JADWALBALAP.COM, JAKARTA – Jangan abaikan filter udara hingga kondisi kaca. Berikut tips dari Isuzu agar armada tetap optimal di tengah paparan abu vulkanik.

Hujan abu vulkanik tidak hanya mengganggu aktivitas di luar ruangan, tetapi juga dapat memberikan dampak terhadap kendaraan yang tetap beroperasi di wilayah terdampak.

Bagi pengguna kendaraan komersial, kondisi ini perlu mendapat perhatian lebih karena armada umumnya digunakan dengan intensitas tinggi untuk mendukung aktivitas bisnis.

Salah satu bagian kendaraan yang perlu diperhatikan adalah sistem pemasukan udara ke mesin. Partikel abu vulkanik yang sangat halus dapat membuat filter udara lebih cepat kotor dan berpotensi menghambat aliran udara menuju mesin.

Business Solution Director PT Isuzu Astra Motor Indonesia (IAMI), Anjar Rosjadi, mengingatkan pengguna kendaraan komersial untuk melakukan pengecekan setelah kendaraan digunakan atau terpapar abu vulkanik.

“Dalam kondisi hujan abu vulkanik seperti saat ini, pengguna kendaraan komersial perlu memberikan perhatian lebih terhadap kondisi kendaraan, terutama pada bagian yang berhubungan dengan sistem pemasukan udara ke mesin,” ujar Anjar.

Lantas, bagian apa saja yang perlu diperiksa?

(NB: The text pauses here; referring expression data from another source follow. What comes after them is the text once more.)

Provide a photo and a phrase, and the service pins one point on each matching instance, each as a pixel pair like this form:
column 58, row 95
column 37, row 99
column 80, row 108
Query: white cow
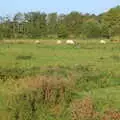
column 102, row 41
column 71, row 42
column 37, row 42
column 59, row 41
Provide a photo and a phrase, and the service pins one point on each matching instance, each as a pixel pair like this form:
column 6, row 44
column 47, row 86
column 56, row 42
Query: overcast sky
column 10, row 7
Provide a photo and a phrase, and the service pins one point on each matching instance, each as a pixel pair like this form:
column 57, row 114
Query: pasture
column 43, row 81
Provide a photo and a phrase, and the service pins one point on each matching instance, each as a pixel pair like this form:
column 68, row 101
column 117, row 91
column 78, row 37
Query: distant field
column 93, row 68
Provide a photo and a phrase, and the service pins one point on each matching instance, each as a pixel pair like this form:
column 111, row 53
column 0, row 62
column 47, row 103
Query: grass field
column 47, row 81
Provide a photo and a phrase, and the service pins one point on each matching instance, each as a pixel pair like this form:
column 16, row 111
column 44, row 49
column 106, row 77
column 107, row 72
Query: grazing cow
column 37, row 42
column 102, row 41
column 59, row 42
column 71, row 42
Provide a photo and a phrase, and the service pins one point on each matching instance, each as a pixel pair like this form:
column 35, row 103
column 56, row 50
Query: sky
column 10, row 7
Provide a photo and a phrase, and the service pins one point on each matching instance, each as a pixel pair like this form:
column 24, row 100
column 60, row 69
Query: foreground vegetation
column 59, row 82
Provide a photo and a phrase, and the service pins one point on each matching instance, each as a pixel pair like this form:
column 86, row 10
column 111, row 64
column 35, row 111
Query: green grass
column 92, row 67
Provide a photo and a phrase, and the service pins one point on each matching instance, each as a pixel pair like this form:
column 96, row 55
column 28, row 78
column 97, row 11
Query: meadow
column 47, row 81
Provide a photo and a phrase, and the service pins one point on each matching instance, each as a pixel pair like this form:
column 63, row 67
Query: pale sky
column 10, row 7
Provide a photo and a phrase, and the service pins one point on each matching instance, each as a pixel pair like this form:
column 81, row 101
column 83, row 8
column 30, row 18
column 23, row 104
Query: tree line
column 53, row 25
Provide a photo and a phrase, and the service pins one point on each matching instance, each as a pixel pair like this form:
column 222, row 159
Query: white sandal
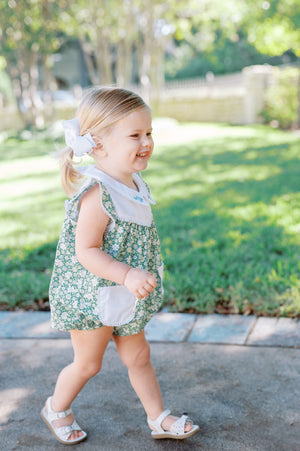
column 176, row 430
column 61, row 433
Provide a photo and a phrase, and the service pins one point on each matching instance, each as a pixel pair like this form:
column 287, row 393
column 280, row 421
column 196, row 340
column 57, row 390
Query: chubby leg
column 134, row 351
column 89, row 347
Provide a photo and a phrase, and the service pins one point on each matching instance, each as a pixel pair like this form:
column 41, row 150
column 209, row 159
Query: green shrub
column 281, row 100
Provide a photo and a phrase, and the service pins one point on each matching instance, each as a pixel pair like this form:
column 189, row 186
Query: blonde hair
column 100, row 109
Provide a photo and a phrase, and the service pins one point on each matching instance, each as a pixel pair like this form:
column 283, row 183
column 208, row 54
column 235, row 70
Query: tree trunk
column 88, row 57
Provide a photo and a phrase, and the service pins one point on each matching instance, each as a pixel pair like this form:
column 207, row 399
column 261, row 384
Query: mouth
column 142, row 154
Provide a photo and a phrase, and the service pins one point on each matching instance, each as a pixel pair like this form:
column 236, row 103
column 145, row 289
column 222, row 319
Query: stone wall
column 235, row 99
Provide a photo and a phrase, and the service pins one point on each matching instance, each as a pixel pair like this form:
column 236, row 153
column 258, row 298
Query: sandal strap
column 56, row 415
column 64, row 432
column 179, row 425
column 156, row 424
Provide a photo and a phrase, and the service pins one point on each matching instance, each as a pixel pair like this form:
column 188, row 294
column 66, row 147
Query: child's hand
column 140, row 282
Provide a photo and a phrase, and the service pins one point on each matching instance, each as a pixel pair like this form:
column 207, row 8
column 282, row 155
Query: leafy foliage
column 281, row 103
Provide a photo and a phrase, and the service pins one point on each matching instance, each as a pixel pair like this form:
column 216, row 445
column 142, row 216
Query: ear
column 99, row 149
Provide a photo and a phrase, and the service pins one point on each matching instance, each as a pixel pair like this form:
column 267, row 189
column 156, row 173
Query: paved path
column 238, row 378
column 175, row 327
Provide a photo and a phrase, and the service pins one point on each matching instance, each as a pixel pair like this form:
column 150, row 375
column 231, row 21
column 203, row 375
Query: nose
column 147, row 141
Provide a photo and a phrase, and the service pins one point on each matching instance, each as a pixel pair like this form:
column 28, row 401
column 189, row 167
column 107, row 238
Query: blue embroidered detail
column 139, row 198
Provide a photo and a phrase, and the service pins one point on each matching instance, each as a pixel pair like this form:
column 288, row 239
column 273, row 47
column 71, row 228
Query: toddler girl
column 107, row 276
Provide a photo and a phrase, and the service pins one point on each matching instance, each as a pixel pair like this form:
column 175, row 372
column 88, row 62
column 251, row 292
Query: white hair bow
column 79, row 144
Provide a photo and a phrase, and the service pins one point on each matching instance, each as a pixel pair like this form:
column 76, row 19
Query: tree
column 28, row 37
column 273, row 28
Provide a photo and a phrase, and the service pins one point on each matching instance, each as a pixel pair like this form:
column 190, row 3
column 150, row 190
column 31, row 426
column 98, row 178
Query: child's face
column 128, row 146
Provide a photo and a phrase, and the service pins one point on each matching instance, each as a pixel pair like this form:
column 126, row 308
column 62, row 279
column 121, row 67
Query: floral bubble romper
column 83, row 301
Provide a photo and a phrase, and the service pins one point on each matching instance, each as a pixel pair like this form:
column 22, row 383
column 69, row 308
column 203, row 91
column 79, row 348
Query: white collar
column 142, row 196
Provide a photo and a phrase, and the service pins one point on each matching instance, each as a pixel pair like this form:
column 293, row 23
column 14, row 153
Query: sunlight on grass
column 227, row 213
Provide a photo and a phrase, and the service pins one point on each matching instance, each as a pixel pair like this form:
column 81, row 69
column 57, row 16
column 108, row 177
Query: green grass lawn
column 228, row 215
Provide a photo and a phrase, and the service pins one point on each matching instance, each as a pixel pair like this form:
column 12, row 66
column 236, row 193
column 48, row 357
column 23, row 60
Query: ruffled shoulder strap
column 72, row 205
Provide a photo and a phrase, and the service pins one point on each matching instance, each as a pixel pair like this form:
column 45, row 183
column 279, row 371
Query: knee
column 88, row 369
column 140, row 358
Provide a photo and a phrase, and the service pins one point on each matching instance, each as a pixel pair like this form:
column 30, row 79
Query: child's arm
column 92, row 222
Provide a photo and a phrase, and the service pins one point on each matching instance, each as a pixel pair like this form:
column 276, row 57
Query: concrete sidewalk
column 245, row 396
column 175, row 327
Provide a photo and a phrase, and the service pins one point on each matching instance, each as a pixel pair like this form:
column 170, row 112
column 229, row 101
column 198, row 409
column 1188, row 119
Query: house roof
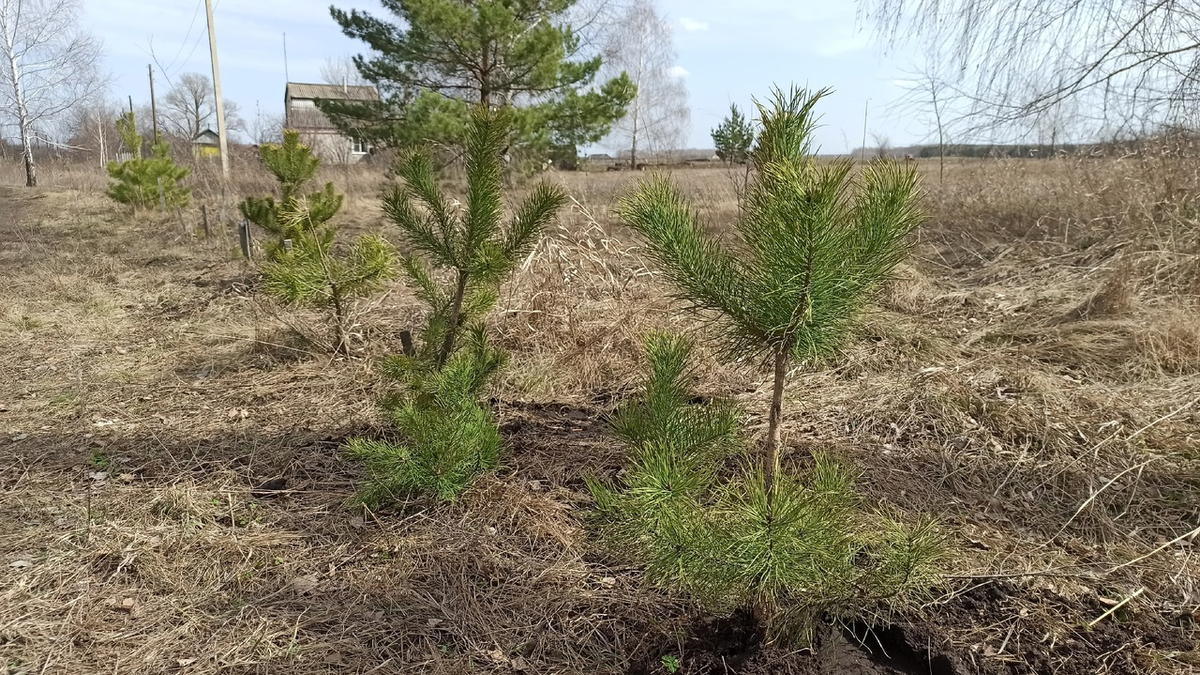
column 336, row 91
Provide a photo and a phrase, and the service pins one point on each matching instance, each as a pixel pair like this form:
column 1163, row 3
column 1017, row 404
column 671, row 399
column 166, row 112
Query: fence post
column 244, row 238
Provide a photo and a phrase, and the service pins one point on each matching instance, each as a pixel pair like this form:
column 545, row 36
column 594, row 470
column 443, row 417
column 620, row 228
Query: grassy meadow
column 173, row 497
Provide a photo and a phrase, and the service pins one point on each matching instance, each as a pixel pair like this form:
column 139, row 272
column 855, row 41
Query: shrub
column 810, row 251
column 305, row 266
column 136, row 180
column 449, row 436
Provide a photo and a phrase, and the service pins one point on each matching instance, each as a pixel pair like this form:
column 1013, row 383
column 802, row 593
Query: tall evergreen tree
column 437, row 59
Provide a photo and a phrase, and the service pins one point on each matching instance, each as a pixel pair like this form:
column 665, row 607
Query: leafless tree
column 49, row 65
column 931, row 97
column 641, row 46
column 1135, row 61
column 341, row 71
column 189, row 108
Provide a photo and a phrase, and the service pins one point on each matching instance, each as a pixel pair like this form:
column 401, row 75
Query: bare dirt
column 172, row 496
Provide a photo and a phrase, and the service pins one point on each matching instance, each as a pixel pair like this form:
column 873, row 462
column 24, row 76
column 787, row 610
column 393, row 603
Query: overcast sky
column 729, row 51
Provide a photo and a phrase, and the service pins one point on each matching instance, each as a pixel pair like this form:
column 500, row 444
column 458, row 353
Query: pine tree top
column 813, row 239
column 291, row 162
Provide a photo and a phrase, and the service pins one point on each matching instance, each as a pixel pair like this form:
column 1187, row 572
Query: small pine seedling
column 814, row 243
column 805, row 553
column 293, row 165
column 136, row 180
column 733, row 137
column 449, row 436
column 305, row 266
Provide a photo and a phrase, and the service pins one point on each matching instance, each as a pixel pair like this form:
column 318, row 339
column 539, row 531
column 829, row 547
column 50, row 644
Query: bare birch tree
column 189, row 107
column 1135, row 61
column 641, row 46
column 49, row 65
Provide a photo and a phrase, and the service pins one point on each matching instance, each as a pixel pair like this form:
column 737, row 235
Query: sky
column 729, row 53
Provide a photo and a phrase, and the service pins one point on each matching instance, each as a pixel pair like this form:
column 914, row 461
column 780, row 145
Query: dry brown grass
column 145, row 393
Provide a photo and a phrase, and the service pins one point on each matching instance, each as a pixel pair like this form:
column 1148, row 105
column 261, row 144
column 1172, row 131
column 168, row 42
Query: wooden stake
column 244, row 238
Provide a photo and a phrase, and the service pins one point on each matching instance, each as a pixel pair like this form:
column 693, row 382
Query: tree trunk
column 27, row 143
column 453, row 328
column 30, row 167
column 772, row 452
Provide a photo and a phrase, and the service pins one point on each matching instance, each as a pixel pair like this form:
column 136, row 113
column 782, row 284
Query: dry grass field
column 173, row 500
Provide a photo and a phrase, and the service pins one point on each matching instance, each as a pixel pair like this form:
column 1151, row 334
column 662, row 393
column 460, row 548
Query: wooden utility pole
column 154, row 108
column 216, row 89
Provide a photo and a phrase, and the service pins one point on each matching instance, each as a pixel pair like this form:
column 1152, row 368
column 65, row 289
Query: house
column 327, row 142
column 207, row 144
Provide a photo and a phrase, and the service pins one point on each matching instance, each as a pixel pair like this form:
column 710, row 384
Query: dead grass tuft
column 1116, row 297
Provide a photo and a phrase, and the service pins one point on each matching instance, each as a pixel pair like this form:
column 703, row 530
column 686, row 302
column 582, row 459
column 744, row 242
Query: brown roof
column 336, row 91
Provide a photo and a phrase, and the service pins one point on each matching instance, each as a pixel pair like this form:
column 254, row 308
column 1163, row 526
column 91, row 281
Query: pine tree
column 305, row 266
column 437, row 59
column 449, row 436
column 733, row 137
column 809, row 551
column 136, row 180
column 810, row 251
column 293, row 165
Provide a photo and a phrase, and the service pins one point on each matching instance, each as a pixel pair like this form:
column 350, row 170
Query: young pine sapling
column 305, row 266
column 813, row 243
column 457, row 257
column 137, row 180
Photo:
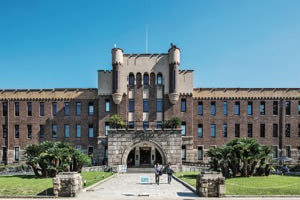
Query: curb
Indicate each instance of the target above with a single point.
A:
(98, 183)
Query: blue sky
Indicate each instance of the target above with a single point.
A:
(229, 43)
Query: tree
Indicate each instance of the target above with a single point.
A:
(49, 158)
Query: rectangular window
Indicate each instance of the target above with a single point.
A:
(4, 129)
(237, 130)
(78, 108)
(200, 153)
(224, 107)
(212, 130)
(183, 105)
(183, 126)
(275, 107)
(42, 109)
(17, 131)
(54, 108)
(262, 106)
(200, 130)
(158, 105)
(54, 131)
(287, 130)
(275, 130)
(67, 108)
(29, 108)
(224, 130)
(78, 130)
(67, 131)
(262, 130)
(250, 108)
(106, 128)
(91, 130)
(42, 131)
(183, 153)
(107, 105)
(91, 108)
(200, 108)
(29, 131)
(287, 107)
(17, 154)
(237, 108)
(250, 130)
(17, 109)
(131, 105)
(4, 108)
(213, 108)
(145, 105)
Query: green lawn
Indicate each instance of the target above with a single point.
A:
(29, 185)
(269, 185)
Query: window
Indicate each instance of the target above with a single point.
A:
(17, 154)
(91, 130)
(275, 130)
(17, 131)
(146, 125)
(131, 105)
(4, 129)
(250, 130)
(262, 110)
(158, 105)
(288, 151)
(145, 105)
(183, 126)
(159, 79)
(91, 108)
(200, 130)
(54, 131)
(67, 131)
(67, 108)
(262, 130)
(78, 108)
(200, 153)
(17, 109)
(224, 107)
(237, 108)
(4, 108)
(224, 130)
(42, 131)
(54, 108)
(107, 105)
(237, 130)
(200, 108)
(275, 107)
(288, 107)
(29, 131)
(131, 80)
(29, 108)
(287, 130)
(183, 105)
(183, 153)
(78, 130)
(250, 108)
(106, 128)
(42, 109)
(212, 130)
(213, 108)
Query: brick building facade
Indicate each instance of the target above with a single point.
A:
(145, 90)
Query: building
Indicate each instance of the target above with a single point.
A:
(145, 90)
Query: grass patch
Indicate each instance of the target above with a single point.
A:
(29, 185)
(264, 185)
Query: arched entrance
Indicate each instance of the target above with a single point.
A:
(143, 154)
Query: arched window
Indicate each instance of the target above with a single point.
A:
(131, 80)
(159, 79)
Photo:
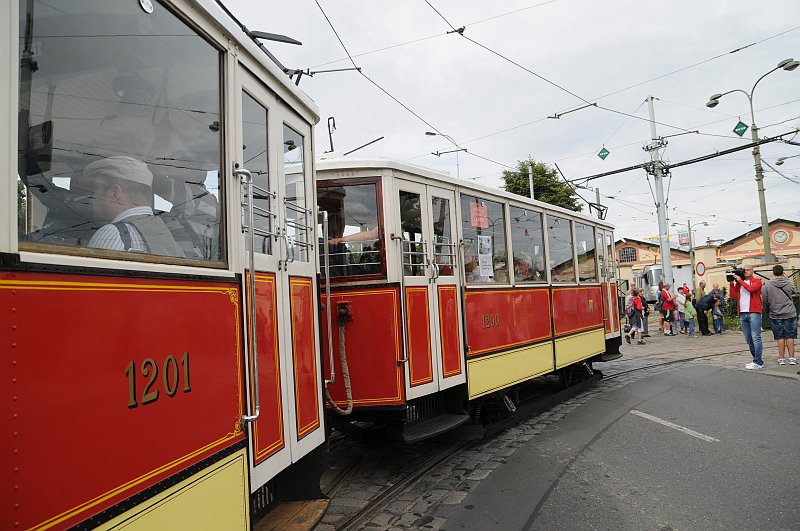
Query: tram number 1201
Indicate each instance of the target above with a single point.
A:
(170, 376)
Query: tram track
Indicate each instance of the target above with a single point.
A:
(363, 515)
(672, 362)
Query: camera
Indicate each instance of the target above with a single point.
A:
(734, 271)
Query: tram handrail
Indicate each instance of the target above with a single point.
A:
(326, 254)
(252, 415)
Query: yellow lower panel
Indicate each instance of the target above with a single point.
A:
(579, 347)
(215, 498)
(497, 371)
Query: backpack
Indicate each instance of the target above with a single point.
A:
(629, 307)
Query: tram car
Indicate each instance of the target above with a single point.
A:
(158, 270)
(443, 297)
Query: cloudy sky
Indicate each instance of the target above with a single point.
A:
(567, 53)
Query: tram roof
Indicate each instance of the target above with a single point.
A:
(340, 163)
(231, 27)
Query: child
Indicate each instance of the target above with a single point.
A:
(689, 314)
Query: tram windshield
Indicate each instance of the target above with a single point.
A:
(355, 242)
(484, 228)
(559, 240)
(119, 128)
(527, 244)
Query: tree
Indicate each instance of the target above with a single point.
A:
(546, 185)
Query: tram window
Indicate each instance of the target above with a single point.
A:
(483, 227)
(527, 245)
(559, 240)
(585, 242)
(414, 244)
(119, 121)
(355, 241)
(444, 247)
(298, 217)
(602, 257)
(256, 161)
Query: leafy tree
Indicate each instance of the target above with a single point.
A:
(546, 185)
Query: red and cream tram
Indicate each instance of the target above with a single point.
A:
(158, 270)
(446, 295)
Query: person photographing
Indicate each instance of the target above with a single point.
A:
(745, 289)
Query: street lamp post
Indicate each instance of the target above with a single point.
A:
(691, 248)
(440, 153)
(788, 65)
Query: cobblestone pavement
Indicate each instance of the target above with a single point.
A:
(425, 504)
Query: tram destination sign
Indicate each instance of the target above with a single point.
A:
(740, 128)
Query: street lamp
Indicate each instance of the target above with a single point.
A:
(688, 225)
(440, 153)
(779, 162)
(788, 65)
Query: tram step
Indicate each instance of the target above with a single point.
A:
(294, 516)
(431, 427)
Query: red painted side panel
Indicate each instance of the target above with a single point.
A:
(268, 436)
(576, 309)
(373, 343)
(87, 421)
(449, 332)
(418, 325)
(501, 319)
(304, 349)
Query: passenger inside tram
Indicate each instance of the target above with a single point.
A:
(87, 97)
(121, 196)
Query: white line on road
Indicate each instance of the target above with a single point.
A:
(674, 426)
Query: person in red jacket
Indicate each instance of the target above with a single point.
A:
(747, 294)
(667, 310)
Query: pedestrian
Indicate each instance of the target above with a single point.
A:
(646, 306)
(746, 291)
(667, 307)
(702, 306)
(680, 306)
(689, 314)
(635, 311)
(716, 313)
(700, 292)
(777, 298)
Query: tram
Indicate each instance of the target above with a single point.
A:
(444, 297)
(158, 270)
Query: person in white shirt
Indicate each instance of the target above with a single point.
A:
(122, 197)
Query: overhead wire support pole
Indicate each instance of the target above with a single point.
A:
(656, 169)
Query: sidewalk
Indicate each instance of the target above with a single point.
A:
(731, 346)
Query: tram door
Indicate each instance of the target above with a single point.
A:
(276, 150)
(432, 324)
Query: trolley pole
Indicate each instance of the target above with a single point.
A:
(597, 198)
(530, 178)
(656, 168)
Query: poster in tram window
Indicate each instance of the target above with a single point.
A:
(485, 256)
(479, 215)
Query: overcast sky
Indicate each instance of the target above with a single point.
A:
(613, 53)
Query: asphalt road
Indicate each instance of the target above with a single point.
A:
(701, 447)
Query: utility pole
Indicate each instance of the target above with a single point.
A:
(691, 254)
(656, 169)
(530, 178)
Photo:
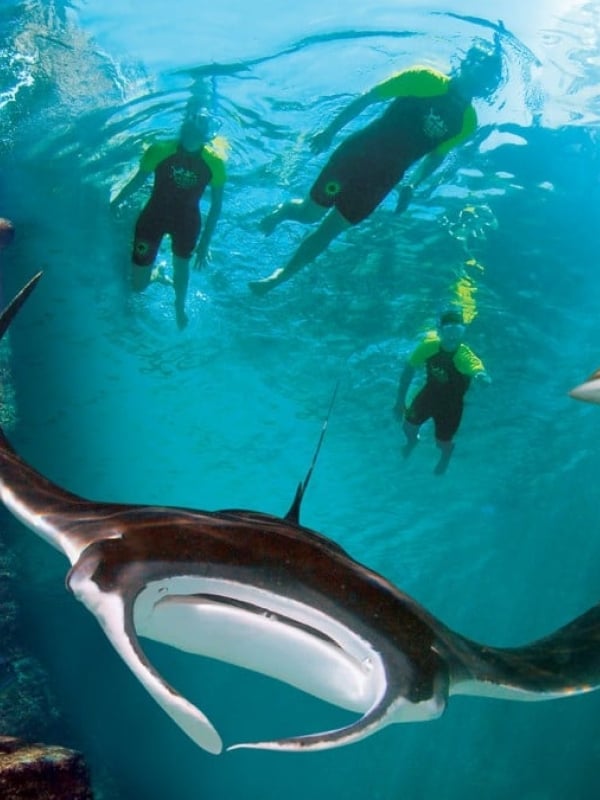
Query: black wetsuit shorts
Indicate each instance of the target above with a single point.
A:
(157, 220)
(443, 407)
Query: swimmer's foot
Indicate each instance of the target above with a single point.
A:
(268, 224)
(444, 460)
(264, 285)
(160, 276)
(409, 447)
(181, 317)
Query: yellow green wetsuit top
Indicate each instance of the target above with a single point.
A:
(450, 371)
(180, 178)
(425, 115)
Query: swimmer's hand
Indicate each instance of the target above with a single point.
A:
(483, 378)
(399, 411)
(405, 195)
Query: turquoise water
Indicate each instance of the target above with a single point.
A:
(114, 403)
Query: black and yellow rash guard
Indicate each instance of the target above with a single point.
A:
(425, 116)
(182, 176)
(450, 372)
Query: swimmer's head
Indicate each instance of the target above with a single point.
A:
(480, 71)
(7, 232)
(198, 128)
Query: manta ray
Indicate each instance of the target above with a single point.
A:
(589, 390)
(267, 594)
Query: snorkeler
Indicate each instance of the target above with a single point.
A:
(7, 232)
(182, 168)
(429, 114)
(449, 365)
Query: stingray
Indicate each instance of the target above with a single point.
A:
(267, 594)
(589, 390)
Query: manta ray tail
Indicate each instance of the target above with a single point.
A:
(564, 663)
(293, 515)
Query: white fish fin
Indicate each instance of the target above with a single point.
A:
(117, 622)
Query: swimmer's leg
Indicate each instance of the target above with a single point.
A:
(305, 211)
(181, 277)
(311, 246)
(446, 449)
(412, 437)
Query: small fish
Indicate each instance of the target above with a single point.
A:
(589, 390)
(267, 594)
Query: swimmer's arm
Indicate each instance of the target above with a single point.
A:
(408, 373)
(321, 140)
(135, 183)
(216, 203)
(426, 167)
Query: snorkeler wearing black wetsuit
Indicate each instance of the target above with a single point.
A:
(429, 114)
(182, 168)
(449, 367)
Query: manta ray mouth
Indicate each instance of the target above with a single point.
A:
(264, 631)
(261, 611)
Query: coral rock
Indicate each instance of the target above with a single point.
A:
(41, 772)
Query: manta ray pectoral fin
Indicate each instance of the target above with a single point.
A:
(115, 617)
(564, 663)
(589, 390)
(390, 708)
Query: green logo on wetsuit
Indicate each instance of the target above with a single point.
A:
(434, 126)
(183, 178)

Berikut beberapa tips yang dapat dilakukan.

1.Periksa filter udara mesin

Filter udara menjadi salah satu komponen yang perlu mendapat perhatian ketika kendaraan digunakan di lingkungan berdebu atau terkena abu vulkanik.

Partikel abu yang masuk ke sistem pemasukan udara dapat membuat filter lebih cepat kotor dan berpotensi menghambat aliran udara menuju mesin. Karena itu, pemeriksaan filter udara sebaiknya dilakukan setelah kendaraan beroperasi di wilayah yang terdampak.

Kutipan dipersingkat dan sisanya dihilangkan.